À l’intérieur de la galerie, une silhouette filiforme, complètement recouverte de sable et de débris de coquillages attend, allongée sur un matelas de mousse jaune pâle, que le soleil veuille bien se lever. En prévision de ce moment, elle abrite sa tête sous un livre. Or, il n’arrivera pas puisque les fenêtres sont obstruées. Sous la lecture abandonnée la plage est pauvre, le sable blanc, le vent implacable, le matelas miséreux. Pourtant, cette forme n’est pas pathétique. Son visage est caché, et dans cette ombre elle songe aux mois d’août, aux frites chaudes, aux claquettes de piscine, à l’asphalte qui brûle, au sel qui tire la peau et s’hérisse en une fine pellicule cristallisée qui lui donne le goût si particulier qu’a l’amour en été.

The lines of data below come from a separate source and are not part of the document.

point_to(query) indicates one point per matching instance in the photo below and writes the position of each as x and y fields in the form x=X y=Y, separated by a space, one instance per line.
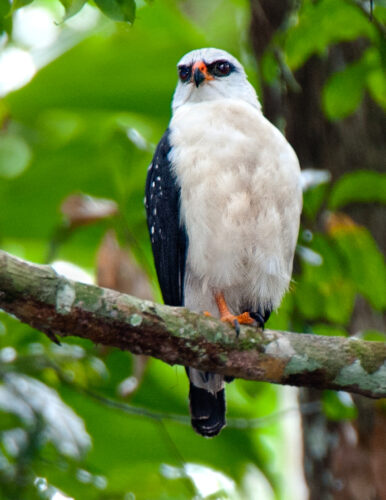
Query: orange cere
x=200 y=65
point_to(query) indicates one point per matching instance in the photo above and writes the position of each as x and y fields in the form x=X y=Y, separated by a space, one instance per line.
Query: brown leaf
x=117 y=269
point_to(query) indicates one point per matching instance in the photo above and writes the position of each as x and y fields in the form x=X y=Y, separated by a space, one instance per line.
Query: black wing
x=168 y=238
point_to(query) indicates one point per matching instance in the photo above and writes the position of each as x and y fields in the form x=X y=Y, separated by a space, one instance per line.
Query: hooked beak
x=200 y=73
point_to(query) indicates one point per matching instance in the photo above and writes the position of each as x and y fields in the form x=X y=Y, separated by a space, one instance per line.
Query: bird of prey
x=223 y=202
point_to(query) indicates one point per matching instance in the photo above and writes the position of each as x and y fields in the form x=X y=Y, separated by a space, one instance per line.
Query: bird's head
x=211 y=74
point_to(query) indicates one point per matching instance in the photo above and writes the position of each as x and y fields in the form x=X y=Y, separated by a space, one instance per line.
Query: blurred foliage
x=88 y=123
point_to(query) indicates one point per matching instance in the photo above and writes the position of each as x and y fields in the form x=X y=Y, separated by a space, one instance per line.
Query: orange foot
x=242 y=319
x=226 y=315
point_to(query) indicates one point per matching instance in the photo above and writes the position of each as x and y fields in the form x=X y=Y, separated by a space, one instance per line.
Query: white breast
x=240 y=199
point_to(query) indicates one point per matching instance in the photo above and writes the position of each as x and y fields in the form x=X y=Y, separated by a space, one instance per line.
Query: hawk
x=223 y=202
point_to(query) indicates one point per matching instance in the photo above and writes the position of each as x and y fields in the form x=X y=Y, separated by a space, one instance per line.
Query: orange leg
x=226 y=315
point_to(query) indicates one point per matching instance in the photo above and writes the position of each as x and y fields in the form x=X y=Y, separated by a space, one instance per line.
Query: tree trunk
x=350 y=461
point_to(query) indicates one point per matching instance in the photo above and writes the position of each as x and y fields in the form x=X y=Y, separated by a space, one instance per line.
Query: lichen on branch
x=53 y=304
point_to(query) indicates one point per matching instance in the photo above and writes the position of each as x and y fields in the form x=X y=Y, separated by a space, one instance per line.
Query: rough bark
x=37 y=295
x=356 y=142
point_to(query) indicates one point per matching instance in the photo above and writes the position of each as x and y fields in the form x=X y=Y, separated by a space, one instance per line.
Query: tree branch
x=37 y=295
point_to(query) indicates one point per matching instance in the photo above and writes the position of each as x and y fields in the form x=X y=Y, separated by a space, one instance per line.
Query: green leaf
x=373 y=336
x=364 y=264
x=18 y=4
x=361 y=186
x=376 y=83
x=118 y=10
x=15 y=156
x=5 y=19
x=343 y=91
x=72 y=7
x=338 y=406
x=5 y=6
x=321 y=24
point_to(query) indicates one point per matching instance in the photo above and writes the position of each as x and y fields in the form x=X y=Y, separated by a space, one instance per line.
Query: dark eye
x=222 y=68
x=184 y=73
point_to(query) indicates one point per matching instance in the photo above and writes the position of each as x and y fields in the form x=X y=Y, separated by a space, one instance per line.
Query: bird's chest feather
x=227 y=164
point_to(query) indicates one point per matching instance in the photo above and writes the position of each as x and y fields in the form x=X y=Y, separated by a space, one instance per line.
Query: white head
x=210 y=74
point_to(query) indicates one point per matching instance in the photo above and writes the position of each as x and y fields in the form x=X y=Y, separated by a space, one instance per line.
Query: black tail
x=207 y=410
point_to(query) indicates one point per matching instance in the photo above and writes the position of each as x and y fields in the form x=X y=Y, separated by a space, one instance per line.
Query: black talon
x=260 y=317
x=236 y=324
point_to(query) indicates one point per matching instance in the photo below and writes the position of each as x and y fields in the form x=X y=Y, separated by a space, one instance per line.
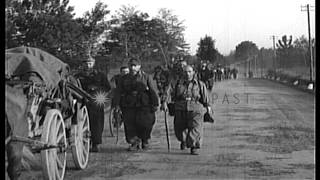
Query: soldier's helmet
x=90 y=61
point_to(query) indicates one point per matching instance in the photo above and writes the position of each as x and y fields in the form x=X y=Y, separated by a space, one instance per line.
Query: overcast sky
x=229 y=22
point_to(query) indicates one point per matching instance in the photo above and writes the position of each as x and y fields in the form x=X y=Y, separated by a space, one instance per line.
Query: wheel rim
x=53 y=133
x=81 y=131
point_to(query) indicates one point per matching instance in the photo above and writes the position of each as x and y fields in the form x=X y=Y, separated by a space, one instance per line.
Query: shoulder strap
x=201 y=95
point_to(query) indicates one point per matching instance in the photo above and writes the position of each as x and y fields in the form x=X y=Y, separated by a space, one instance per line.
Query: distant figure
x=205 y=75
x=234 y=73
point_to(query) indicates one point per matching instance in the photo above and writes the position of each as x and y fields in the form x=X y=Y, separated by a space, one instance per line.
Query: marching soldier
x=139 y=102
x=205 y=75
x=190 y=99
x=94 y=82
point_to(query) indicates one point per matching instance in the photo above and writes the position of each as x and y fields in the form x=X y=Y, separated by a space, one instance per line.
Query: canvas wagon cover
x=21 y=60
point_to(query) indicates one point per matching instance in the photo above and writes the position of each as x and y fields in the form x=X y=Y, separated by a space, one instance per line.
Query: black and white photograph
x=160 y=89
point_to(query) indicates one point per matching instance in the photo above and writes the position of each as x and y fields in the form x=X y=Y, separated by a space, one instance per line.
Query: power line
x=309 y=8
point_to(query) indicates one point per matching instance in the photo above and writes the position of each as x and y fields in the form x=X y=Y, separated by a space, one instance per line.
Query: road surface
x=262 y=130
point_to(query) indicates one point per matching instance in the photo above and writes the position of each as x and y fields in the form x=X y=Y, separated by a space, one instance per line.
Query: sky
x=229 y=22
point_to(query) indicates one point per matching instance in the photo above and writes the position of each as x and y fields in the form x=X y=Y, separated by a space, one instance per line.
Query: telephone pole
x=274 y=53
x=307 y=8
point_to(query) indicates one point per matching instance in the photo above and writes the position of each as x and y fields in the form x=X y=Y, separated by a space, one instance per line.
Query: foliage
x=94 y=28
x=48 y=25
x=135 y=34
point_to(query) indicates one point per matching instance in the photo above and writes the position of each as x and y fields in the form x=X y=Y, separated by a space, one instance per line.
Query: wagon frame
x=58 y=122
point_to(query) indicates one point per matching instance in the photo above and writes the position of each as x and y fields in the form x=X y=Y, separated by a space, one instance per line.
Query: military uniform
x=94 y=82
x=190 y=98
x=138 y=100
x=205 y=75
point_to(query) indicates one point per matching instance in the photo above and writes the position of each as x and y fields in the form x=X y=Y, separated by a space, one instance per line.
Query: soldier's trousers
x=96 y=119
x=138 y=124
x=188 y=127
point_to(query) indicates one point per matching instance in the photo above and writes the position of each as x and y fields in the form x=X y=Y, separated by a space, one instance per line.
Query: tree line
x=51 y=26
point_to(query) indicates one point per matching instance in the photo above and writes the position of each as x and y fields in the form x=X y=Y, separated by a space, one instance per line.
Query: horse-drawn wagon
x=45 y=112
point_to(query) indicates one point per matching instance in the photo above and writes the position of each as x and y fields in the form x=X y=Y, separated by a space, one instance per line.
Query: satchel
x=208 y=118
x=171 y=109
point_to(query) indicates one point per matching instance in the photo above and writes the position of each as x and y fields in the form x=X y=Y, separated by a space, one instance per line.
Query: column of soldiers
x=212 y=74
x=136 y=97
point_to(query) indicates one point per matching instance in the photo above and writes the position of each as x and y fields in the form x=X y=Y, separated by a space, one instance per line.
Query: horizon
x=229 y=22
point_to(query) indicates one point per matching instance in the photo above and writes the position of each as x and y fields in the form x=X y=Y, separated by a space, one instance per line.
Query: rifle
x=167 y=130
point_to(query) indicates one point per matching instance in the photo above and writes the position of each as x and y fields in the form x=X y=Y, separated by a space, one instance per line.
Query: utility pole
x=274 y=53
x=307 y=8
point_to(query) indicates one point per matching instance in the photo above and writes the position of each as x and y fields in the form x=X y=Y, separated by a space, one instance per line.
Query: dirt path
x=262 y=130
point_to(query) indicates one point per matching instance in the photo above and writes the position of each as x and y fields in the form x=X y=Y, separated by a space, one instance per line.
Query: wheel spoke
x=60 y=128
x=59 y=163
x=86 y=140
x=53 y=165
x=85 y=129
x=59 y=137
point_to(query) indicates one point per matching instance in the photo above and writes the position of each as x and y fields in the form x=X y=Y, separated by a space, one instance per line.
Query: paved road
x=262 y=130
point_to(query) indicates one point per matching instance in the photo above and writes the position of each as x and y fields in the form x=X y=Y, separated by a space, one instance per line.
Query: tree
x=94 y=29
x=174 y=43
x=206 y=49
x=48 y=25
x=246 y=50
x=134 y=33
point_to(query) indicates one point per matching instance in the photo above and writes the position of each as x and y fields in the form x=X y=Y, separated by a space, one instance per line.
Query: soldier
x=94 y=82
x=138 y=102
x=205 y=75
x=235 y=72
x=190 y=97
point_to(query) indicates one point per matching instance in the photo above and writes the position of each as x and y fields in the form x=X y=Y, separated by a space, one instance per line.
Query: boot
x=183 y=146
x=194 y=151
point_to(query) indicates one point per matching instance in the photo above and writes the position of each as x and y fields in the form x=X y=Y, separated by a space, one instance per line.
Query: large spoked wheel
x=54 y=134
x=111 y=122
x=81 y=136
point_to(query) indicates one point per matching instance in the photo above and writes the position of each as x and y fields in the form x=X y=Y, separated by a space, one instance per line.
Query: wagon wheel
x=111 y=122
x=53 y=133
x=81 y=138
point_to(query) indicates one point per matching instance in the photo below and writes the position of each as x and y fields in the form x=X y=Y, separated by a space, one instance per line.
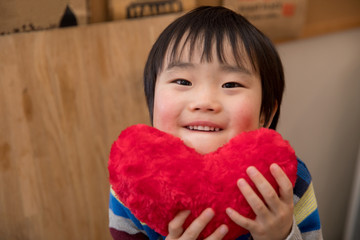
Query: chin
x=204 y=147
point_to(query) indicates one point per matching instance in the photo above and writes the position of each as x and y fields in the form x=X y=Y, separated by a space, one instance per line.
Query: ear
x=262 y=118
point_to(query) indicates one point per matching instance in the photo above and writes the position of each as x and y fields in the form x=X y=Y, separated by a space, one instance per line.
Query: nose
x=205 y=101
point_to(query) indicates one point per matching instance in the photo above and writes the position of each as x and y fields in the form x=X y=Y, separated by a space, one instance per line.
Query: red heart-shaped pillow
x=156 y=175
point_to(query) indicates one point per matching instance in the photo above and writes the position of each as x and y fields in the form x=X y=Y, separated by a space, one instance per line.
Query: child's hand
x=176 y=231
x=274 y=217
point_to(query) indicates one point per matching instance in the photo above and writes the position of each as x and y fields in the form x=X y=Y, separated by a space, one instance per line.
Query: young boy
x=210 y=76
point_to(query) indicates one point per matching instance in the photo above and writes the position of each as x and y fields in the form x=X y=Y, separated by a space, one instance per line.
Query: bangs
x=221 y=46
x=207 y=30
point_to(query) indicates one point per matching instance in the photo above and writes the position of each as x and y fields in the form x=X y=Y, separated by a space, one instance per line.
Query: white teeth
x=204 y=128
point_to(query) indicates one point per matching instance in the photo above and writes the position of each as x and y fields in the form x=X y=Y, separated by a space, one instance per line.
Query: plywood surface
x=65 y=95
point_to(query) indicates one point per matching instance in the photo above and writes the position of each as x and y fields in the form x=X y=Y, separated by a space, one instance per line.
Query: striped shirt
x=125 y=226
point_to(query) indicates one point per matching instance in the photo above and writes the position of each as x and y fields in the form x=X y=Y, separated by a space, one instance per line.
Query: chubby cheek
x=246 y=118
x=165 y=113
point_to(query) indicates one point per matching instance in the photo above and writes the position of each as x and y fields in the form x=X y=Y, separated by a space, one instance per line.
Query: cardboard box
x=25 y=16
x=125 y=9
x=278 y=19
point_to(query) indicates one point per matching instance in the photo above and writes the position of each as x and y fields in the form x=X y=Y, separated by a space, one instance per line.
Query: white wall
x=321 y=117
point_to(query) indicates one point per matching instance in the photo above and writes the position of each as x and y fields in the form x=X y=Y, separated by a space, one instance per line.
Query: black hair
x=220 y=24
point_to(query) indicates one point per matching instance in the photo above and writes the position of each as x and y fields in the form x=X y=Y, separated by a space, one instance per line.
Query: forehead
x=211 y=48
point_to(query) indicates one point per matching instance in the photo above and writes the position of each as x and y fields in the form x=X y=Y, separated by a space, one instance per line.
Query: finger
x=285 y=185
x=241 y=220
x=253 y=199
x=265 y=188
x=175 y=226
x=219 y=233
x=196 y=227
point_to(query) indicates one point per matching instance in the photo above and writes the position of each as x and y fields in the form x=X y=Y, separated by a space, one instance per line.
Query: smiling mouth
x=204 y=128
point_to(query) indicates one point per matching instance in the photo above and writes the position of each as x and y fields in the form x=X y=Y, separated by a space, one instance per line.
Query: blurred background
x=71 y=80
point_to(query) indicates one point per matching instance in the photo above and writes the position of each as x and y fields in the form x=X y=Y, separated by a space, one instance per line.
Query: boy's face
x=207 y=103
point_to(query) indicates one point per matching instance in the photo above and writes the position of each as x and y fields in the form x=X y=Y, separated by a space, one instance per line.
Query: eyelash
x=182 y=82
x=231 y=85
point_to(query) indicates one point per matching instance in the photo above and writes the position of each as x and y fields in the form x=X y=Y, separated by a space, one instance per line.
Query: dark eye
x=182 y=82
x=231 y=85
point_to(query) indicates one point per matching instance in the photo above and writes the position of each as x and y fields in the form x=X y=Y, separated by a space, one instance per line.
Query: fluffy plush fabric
x=155 y=175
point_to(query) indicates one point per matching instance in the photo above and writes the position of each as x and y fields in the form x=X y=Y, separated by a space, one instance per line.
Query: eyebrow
x=180 y=65
x=224 y=67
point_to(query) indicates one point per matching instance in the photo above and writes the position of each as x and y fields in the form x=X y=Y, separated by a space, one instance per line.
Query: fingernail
x=251 y=171
x=209 y=213
x=223 y=229
x=241 y=182
x=229 y=211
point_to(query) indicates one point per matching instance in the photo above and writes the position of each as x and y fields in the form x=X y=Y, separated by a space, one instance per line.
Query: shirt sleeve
x=306 y=214
x=124 y=225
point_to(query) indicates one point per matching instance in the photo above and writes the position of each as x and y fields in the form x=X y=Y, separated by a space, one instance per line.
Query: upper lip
x=209 y=124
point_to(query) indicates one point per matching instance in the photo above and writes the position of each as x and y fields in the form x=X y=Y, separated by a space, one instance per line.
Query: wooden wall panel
x=65 y=95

On trouve aussi trois autres empreintes. Celles-ci sont en plâtre et disposées verticalement. Sur chacune, un ou plusieurs textiles ont laissé prisonniers quelques lambeaux de mailles, colorant ainsi légèrement la surface. L’inventaire de ces prises dans la masse comporte, entre autres, une pile de journaux, un trognon de pomme, un foulard, un bleu de travail, un blouson. Tout autour, de petites marques, des repères, des griffures semblent indiquer un usage momentané à ces empreintes. Les pauvres trésors qu’elles font apparaître sont semblables à ce que l’on trouve parfois quand les pouvoirs publics font éventrer pour travaux une rue là où elle avait autrefois déjà été ouverte. S’en extraient vieilles canettes, mégots et paquets de cigarette fanés, toute une vie de chantier abandonnée qui ressurgie comme par miracle.